Moreover, there is an obvious way to solve this without soldering the fast memory to the system board -- you solder it to the CPU. This is not only lower latency (traces don't have to go through the system board at all) and lower cost (don't need extra pins between the CPU and the system board), it allows you to upgrade the memory by upgrading the CPU. And isn't incompatible with still having dedicated slots on the system board to add additional memory with less memory bandwidth. Which is typically what you want anyway because if you're going to solder something to the processor, you're better off to actually use HBM or GDDR (which is even faster), but then you don't want all of the system memory to be that because it costs more, many applications don't need it and cache hierarchies are a thing for a reason.
Apple's whole advantage is owning the entire stack top to bottom. To achieve that with servers they'd need to develop their own server OS and perhaps app ecosystem on top of it too - that really isn't their focus.

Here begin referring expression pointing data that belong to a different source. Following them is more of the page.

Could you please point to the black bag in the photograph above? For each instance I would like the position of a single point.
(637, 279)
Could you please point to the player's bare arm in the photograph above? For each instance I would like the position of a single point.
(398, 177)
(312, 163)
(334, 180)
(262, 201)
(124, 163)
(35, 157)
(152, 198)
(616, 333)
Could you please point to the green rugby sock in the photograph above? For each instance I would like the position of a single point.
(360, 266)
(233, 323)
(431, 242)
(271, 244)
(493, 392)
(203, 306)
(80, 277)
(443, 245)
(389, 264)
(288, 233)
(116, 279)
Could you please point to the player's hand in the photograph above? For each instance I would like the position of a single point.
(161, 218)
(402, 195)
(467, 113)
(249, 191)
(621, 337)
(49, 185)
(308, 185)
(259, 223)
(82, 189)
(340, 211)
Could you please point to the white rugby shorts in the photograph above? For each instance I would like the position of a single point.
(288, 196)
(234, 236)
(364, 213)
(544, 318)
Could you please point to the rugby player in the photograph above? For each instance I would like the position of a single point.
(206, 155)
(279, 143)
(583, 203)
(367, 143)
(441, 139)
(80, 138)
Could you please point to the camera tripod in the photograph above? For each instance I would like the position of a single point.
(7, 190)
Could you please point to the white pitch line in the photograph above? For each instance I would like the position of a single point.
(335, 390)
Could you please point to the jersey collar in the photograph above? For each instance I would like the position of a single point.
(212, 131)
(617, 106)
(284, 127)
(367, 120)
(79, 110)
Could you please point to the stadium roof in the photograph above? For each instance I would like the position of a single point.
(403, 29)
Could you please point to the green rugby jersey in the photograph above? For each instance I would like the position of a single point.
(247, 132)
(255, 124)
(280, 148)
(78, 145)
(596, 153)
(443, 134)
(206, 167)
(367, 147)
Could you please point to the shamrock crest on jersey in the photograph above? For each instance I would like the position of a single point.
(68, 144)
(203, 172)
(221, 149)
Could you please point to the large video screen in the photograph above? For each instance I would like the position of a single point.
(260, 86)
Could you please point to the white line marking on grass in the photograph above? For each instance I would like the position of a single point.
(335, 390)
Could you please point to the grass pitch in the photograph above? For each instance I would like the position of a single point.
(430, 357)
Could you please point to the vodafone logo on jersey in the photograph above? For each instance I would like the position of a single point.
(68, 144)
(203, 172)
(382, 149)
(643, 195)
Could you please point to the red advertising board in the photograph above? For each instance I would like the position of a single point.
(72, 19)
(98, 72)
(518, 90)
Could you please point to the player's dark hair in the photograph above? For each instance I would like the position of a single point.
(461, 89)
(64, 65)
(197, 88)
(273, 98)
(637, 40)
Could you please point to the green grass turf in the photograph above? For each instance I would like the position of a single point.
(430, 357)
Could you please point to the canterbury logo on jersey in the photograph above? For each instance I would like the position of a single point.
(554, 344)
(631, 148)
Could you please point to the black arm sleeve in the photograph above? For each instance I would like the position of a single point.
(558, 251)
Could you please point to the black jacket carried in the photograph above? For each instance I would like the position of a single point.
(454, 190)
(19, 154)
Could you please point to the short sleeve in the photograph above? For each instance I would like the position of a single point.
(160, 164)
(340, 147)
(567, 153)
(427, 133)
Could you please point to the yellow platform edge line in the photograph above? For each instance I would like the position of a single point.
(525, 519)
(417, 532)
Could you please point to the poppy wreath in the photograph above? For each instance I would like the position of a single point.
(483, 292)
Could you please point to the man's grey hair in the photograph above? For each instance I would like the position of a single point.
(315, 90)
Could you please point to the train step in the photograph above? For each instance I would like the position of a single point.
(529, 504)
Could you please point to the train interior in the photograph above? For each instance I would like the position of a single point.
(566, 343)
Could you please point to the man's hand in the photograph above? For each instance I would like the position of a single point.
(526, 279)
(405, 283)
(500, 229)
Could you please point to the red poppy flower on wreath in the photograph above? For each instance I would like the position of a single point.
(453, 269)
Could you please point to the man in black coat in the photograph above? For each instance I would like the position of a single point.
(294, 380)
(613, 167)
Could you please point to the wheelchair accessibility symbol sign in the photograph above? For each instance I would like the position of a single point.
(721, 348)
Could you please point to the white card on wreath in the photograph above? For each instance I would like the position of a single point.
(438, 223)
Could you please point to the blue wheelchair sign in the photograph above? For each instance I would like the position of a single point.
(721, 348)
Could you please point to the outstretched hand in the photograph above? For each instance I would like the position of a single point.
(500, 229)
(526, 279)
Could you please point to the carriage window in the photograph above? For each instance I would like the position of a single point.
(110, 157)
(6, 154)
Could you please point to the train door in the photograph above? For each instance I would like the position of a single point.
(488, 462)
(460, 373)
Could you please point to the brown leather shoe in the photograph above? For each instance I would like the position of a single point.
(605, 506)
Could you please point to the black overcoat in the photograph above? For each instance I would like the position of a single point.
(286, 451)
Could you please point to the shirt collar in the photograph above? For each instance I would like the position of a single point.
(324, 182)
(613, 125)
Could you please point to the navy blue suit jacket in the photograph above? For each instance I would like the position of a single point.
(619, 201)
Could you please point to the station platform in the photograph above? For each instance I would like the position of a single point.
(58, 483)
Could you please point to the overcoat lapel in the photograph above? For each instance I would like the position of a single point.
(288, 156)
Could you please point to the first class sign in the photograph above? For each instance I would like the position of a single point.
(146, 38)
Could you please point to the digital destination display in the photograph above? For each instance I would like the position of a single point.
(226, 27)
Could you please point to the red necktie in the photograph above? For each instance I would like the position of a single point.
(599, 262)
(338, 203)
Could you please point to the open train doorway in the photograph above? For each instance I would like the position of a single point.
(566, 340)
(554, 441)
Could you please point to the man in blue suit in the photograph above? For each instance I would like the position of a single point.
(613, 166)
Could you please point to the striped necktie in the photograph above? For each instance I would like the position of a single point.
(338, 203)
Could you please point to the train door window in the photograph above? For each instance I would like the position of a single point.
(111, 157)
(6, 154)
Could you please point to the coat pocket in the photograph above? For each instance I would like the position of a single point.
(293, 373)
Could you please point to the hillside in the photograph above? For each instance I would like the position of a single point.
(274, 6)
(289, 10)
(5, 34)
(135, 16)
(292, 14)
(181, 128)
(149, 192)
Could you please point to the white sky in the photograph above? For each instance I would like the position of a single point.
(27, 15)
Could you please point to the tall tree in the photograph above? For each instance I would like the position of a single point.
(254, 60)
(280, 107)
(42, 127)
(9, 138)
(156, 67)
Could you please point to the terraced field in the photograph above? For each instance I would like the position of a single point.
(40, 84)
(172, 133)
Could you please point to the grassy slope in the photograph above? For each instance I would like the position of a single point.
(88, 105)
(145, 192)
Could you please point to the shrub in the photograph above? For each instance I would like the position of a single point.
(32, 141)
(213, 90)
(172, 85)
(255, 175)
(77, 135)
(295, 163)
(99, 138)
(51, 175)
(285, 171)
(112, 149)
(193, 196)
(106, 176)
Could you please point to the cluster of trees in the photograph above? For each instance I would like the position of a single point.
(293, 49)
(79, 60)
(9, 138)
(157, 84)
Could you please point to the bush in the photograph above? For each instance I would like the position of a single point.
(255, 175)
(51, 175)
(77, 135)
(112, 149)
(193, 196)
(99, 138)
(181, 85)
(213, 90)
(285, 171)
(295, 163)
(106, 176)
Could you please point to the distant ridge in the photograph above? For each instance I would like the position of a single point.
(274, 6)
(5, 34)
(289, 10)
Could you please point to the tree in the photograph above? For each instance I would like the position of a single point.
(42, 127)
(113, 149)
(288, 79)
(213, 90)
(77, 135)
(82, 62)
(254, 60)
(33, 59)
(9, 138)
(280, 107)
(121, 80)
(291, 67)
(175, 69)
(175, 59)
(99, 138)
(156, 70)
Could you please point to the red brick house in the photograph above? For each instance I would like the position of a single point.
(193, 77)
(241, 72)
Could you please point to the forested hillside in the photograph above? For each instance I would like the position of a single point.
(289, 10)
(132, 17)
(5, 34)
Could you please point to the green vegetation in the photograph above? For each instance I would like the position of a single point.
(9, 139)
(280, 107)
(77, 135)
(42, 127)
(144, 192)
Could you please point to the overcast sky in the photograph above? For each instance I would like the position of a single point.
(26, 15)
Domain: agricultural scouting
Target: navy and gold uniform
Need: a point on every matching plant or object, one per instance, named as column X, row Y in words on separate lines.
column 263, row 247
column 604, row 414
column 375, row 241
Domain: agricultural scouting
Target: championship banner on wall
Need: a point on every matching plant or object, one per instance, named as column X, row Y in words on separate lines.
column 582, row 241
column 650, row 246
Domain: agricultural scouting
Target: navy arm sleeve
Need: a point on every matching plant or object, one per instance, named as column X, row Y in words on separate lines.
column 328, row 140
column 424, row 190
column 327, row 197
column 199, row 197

Or they could stop at "here's a machine, run what software you want", but that's completely antithetical to everything they've done so far.
> despite having all the ability to make a competing ecosystem.
Eh, citation needed? Nvidia has a 30 years head start making GPUs and has been working on CUDA for 15. Meanwhile AMD, competing in the same space, is not even close to Nvidia's offering. And I don't see how Apple's experience in developing consumer products helps in developing HPC computing hardware/software (ok, the M1/M2 are a first step in the right direction).